Ex-Secretary Blaine on the 3d of January sent the following letter to President Arthur:

“The suggestion of a congress of all the American nations to assemble in the city of Washington for the purpose of agreeing on such a basis of arbitration for international troubles as would remove all possibility of war in the Western hemisphere was warmly approved by your predecessor. The assassination of July 2 prevented his issuing the invitations to the American States. After your accession to the Presidency I acquainted you with the project and submitted to you a draft for such an invitation. You received the suggestion with the most appreciative consideration, and after carefully examining the form of the invitation directed that it be sent. It was accordingly dispatched in November to the independent governments of America North and South, including all, from the Empire of Brazil to the smallest republic. In a communication addressed by the present Secretary of State on January 9, to Mr. Trescot and recently sent to the Senate I was greatly surprised to find a proposition looking to the annulment of these invitations, and I was still more surprised when I read the reasons assigned. If I correctly apprehend the meaning of his words it is that we might offend some European powers if we should hold in the United States a congress of the “selected nationalities” of America.

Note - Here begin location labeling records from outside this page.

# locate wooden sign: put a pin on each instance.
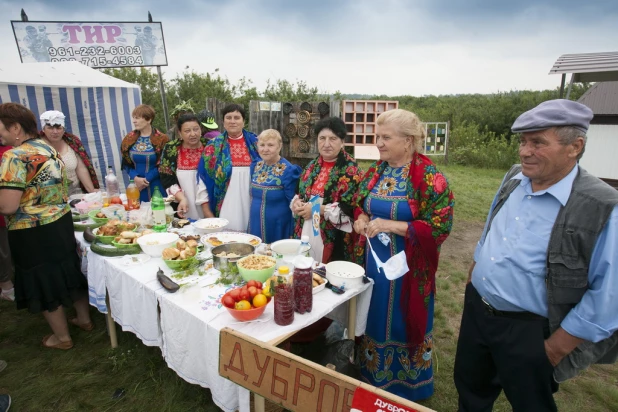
(291, 381)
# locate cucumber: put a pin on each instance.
(80, 227)
(88, 235)
(103, 250)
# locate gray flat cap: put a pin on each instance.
(554, 113)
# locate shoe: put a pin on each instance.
(8, 294)
(83, 326)
(5, 403)
(62, 345)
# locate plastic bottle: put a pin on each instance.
(158, 211)
(111, 183)
(284, 297)
(133, 196)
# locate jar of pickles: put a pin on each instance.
(283, 292)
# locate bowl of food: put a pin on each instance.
(111, 230)
(245, 303)
(347, 274)
(224, 257)
(210, 225)
(153, 244)
(180, 256)
(256, 267)
(98, 217)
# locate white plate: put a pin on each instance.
(232, 237)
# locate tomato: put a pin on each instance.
(259, 300)
(243, 305)
(235, 294)
(228, 301)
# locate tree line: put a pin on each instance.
(480, 124)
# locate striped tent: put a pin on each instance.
(97, 106)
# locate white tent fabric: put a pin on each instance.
(97, 106)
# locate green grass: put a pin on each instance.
(84, 378)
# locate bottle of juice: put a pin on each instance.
(158, 211)
(133, 196)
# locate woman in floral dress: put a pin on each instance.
(141, 152)
(333, 177)
(273, 185)
(405, 199)
(178, 169)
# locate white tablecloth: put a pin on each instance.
(187, 325)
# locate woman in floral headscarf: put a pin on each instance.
(81, 174)
(225, 169)
(331, 179)
(407, 201)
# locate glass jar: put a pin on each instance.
(303, 289)
(283, 291)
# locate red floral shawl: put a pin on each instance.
(75, 143)
(431, 202)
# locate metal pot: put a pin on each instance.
(227, 266)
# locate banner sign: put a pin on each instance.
(296, 383)
(96, 45)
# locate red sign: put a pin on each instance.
(365, 401)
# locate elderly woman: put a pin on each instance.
(178, 169)
(141, 152)
(407, 201)
(331, 180)
(273, 185)
(34, 196)
(78, 166)
(224, 169)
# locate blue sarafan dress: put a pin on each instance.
(272, 189)
(145, 160)
(387, 362)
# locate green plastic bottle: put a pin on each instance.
(158, 211)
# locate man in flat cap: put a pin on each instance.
(541, 302)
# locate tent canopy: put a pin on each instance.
(97, 106)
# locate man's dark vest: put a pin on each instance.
(570, 248)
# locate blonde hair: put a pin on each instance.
(270, 134)
(405, 123)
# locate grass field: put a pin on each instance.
(86, 377)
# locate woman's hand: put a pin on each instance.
(141, 183)
(183, 207)
(360, 226)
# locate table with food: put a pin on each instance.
(176, 283)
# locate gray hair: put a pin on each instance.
(568, 134)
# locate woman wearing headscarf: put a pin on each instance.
(331, 179)
(33, 195)
(78, 166)
(273, 185)
(224, 169)
(178, 169)
(141, 152)
(404, 204)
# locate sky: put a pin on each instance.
(389, 47)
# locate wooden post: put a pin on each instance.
(111, 325)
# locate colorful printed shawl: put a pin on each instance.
(157, 139)
(75, 143)
(342, 184)
(169, 161)
(215, 168)
(431, 202)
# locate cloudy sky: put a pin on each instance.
(388, 47)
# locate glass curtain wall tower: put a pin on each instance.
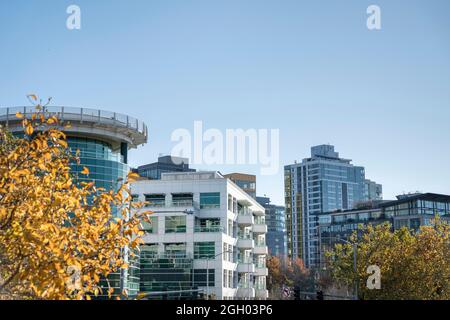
(322, 183)
(103, 139)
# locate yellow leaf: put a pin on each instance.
(29, 130)
(133, 176)
(32, 96)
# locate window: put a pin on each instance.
(225, 278)
(175, 249)
(200, 276)
(155, 200)
(151, 226)
(176, 224)
(230, 279)
(204, 250)
(208, 225)
(209, 200)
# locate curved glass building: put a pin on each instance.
(103, 139)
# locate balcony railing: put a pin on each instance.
(260, 220)
(180, 229)
(208, 229)
(75, 113)
(245, 236)
(182, 203)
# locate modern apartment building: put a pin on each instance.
(372, 190)
(103, 139)
(154, 170)
(206, 234)
(276, 238)
(411, 211)
(246, 182)
(321, 183)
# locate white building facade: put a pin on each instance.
(213, 226)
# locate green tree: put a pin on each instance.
(51, 228)
(413, 265)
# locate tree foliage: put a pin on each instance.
(413, 265)
(287, 273)
(57, 237)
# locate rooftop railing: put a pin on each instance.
(78, 114)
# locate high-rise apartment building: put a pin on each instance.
(321, 183)
(154, 170)
(246, 182)
(372, 190)
(411, 211)
(276, 227)
(103, 139)
(205, 234)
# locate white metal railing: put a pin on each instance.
(74, 113)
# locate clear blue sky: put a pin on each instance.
(310, 68)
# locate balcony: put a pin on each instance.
(245, 243)
(245, 219)
(260, 249)
(262, 294)
(261, 272)
(182, 203)
(210, 229)
(259, 228)
(245, 291)
(245, 267)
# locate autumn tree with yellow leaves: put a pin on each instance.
(413, 265)
(51, 227)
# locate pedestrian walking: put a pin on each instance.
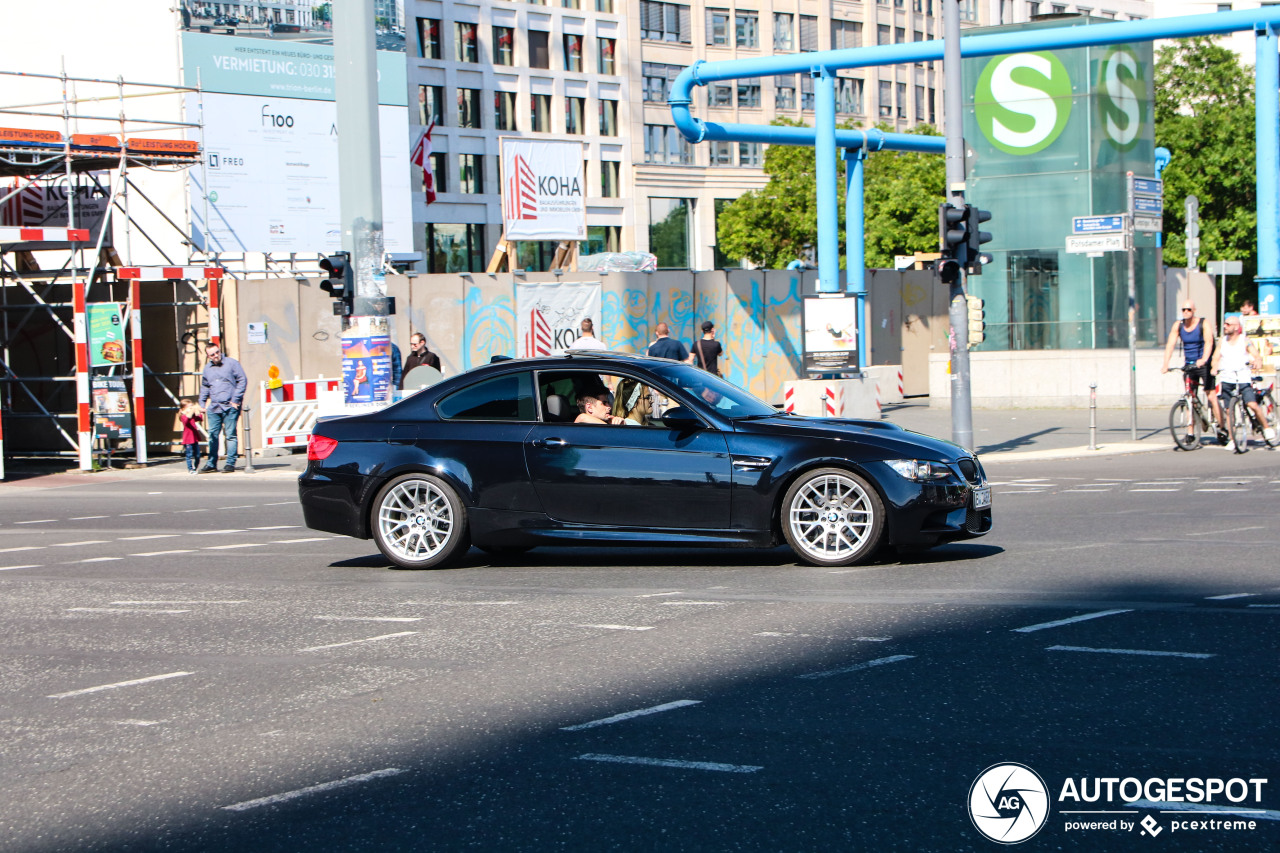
(222, 396)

“This is certainly a new position for the United States to assume, and one which I earnestly beg you will not permit this government to occupy. The European powers assemble in congress whenever an object seems to them of sufficient importance to justify it. I have never heard of their consulting the government of the United States in regard to the propriety of their so assembling, nor have I ever known of their inviting an American representative to be present. Nor would there, in my judgment, be any good reason for their so doing. Two Presidents of the United States in the year 1881 adjudged it to be expedient that the American powers should meet in congress for the sole purpose of agreeing upon some basis for arbitration of differences that may arise between them and for the prevention, as far as possible, of war in the future. If that movement is now to be arrested for fear that it may give offense in Europe, the voluntary humiliation of this government could not be more complete, unless we should press the European governments for the privilege of holding the congress. I cannot conceive how the United States could be placed in a less enviable position than would be secured by sending in November a cordial invitation to all the American governments to meet in Washington for the sole purpose of concerting measures of peace and in January recalling the invitation for fear that it might create “jealousy and ill will” on the part of monarchical governments in Europe. It would be difficult to devise a more effective mode for making enemies of the American Government and it would certainly not add to our prestige in the European world. Nor can I see, Mr. President, how European governments should feel “jealousy and ill will” towards the United States because of an effort on our own part to assure lasting peace between the nations of America, unless, indeed, it be to the interest of European power that American nations should at intervals fall into war and bring reproach on republican government. But from that very circumstance I see an additional and powerful motive for the American Governments to be at peace among themselves.

“The United States is indeed at peace with all the world, as Mr. Frelinghuysen well says, but there are and have been serious troubles between other American nations. Peru, Chili and Bolivia have been for more than two years engaged in a desperate conflict. It was the fortunate intervention of the United States last spring that averted war between Chili and the Argentine Republic. Guatemala is at this moment asking the United States to interpose its good offices with Mexico to keep off war. These important facts were all communicated in your late message to Congress. It is the existence or the menace of these wars that influenced President Garfield, and as I supposed influenced yourself, to desire a friendly conference of all the nations of America to devise methods of permanent peace and consequent prosperity for all. Shall the United States now turn back, hold aloof and refuse to exert its great moral power for the advantage of its weaker neighbors?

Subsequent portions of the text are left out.